What is happening in current scientific research?
Since the discovery of CRISPR-cas9, research teams across the world have sought to apply it in many different scientific fields. CRISPR technology is already being used in trials for the treatment of diseases, such as cancer, and in attempts to eradicate inherited genetic conditions including cystic fibrosis and muscular dystrophy. It is also being used to try to improve the safety of genetically engineered pig-to-human organ transplantation (xenotransplantation) by overcoming immunological barriers to cross-species transplants. Outside of medical research, CRISPR is being trialled in efforts to preserve endangered species, and to protect agricultural systems against climate shocks.
The use of CRISPR technology has not been without controversy. In 2018, a Chinese biophysicist, Dr He Jiankui, shocked the global scientific community by announcing the birth of non-identical twin girls created from embryos that had been genetically edited. Using CRISPR techniques, He Jiankui claimed to have modified the genes of the twins to make them immune to HIV, the virus that causes AIDS. He Jiankui’s work was widely condemned as ethically irresponsible, with Chinese officials describing it as a violation of Chinese law. He was subsequently sentenced to three years in prison after being found guilty of conducting illegal medical practices.
Following this controversy, in March 2019, a prominent group of researchers, including Charpentier, called for a global moratorium on human germline editing (that is, the editing of DNA in human sperm, eggs or embryos to make genetically modified children). Also in March 2019, the WHO Director-general stated that ‘it would be irresponsible at this time for anyone to proceed with clinical applications of human germline genome editing’, citing the WHO Expert Advisory Committee’s recommendation that ‘regulatory authorities in all countries should not allow any further work in this area until its implications have been properly considered’.
More recently, in July 2021, the WHO published a report on human genome editing which recommends (amongst many other things) that the Director-General make ‘a policy statement that somatic or germline human genome editing research should only take place in jurisdictions with domestic policy and oversight mechanisms’. Commenting on the release of the report, the Director-General said that ‘[h]uman genome editing has the potential to advance our ability to treat and cure disease, but the full impact will only be realized if we deploy it for the benefit of all people, instead of fuelling more health inequity between and within countries’.

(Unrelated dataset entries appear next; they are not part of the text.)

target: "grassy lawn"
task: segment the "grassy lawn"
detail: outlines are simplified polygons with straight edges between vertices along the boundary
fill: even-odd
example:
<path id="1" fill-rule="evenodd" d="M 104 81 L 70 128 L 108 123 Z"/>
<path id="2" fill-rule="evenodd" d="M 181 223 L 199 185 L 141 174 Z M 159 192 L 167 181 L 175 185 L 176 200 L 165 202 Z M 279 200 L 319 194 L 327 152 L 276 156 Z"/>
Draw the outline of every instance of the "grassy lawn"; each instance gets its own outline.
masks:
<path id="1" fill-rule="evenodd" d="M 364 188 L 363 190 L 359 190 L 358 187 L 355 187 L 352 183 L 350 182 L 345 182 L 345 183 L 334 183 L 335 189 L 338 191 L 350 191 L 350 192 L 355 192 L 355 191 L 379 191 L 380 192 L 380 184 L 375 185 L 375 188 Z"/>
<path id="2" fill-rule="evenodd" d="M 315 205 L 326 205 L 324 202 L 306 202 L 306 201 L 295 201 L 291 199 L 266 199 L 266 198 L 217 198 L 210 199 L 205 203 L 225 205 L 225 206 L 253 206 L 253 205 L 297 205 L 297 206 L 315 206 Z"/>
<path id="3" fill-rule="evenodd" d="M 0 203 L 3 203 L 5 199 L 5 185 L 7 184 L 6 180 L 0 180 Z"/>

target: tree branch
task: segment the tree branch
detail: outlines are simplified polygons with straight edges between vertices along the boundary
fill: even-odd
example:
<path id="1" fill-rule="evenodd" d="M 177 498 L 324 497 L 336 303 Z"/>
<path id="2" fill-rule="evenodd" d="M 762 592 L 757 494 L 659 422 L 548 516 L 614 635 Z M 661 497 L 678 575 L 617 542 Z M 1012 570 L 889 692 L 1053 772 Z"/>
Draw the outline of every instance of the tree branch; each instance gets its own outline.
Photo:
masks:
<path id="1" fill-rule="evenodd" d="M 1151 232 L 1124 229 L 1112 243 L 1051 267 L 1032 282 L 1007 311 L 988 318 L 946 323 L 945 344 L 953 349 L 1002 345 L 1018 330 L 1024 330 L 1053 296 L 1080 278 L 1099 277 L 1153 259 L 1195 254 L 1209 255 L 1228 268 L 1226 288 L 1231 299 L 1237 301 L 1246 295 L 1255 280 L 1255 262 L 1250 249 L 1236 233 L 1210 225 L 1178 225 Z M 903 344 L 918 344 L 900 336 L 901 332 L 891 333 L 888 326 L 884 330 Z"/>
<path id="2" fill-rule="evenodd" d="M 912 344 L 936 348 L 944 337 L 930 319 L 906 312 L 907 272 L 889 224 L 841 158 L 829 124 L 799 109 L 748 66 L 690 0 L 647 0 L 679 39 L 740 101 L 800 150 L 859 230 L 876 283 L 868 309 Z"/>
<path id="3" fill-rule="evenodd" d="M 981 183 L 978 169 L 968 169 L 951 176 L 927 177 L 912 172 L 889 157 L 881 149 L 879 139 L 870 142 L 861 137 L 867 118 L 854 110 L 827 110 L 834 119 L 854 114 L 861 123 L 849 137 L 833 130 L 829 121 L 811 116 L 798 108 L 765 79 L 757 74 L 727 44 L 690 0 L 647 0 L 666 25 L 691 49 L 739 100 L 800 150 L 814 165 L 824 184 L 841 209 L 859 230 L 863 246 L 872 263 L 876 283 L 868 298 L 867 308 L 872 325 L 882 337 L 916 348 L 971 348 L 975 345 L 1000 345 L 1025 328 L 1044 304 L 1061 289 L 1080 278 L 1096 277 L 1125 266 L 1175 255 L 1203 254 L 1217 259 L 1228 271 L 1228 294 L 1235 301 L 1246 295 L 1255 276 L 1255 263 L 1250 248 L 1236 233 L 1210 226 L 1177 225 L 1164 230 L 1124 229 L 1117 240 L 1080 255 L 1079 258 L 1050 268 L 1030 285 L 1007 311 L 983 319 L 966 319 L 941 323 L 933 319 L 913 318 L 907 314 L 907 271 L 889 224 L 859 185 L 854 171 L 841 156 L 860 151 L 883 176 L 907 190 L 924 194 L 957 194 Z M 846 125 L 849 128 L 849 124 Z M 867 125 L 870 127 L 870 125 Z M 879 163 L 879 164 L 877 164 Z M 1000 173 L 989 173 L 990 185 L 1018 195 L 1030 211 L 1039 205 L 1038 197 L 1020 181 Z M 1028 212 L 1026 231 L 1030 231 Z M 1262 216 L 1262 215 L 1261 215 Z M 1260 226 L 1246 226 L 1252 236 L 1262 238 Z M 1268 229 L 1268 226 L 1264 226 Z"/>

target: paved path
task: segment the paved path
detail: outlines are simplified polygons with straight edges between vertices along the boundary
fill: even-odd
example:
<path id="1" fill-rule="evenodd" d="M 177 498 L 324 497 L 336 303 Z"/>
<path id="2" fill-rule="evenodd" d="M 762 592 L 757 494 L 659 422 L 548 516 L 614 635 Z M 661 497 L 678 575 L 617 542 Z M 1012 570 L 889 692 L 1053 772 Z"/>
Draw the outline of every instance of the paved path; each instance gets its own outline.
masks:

In the UK, human germline editing for reproductive purposes is currently illegal under the Human Fertilisation and Embryology Act 1990 (as amended in 2008). However, it is permitted for research involving non-heritable DNA modifications (e.g. certain types of cancer research), although a license to do this is required. While the CRISPR-cas9 technology can enable the creation of genetically modified children, it is not currently legal to use it in this way in the UK and many other countries. However, it is possible that the regulation may change in the future and, if it does, it will raise important issues and questions.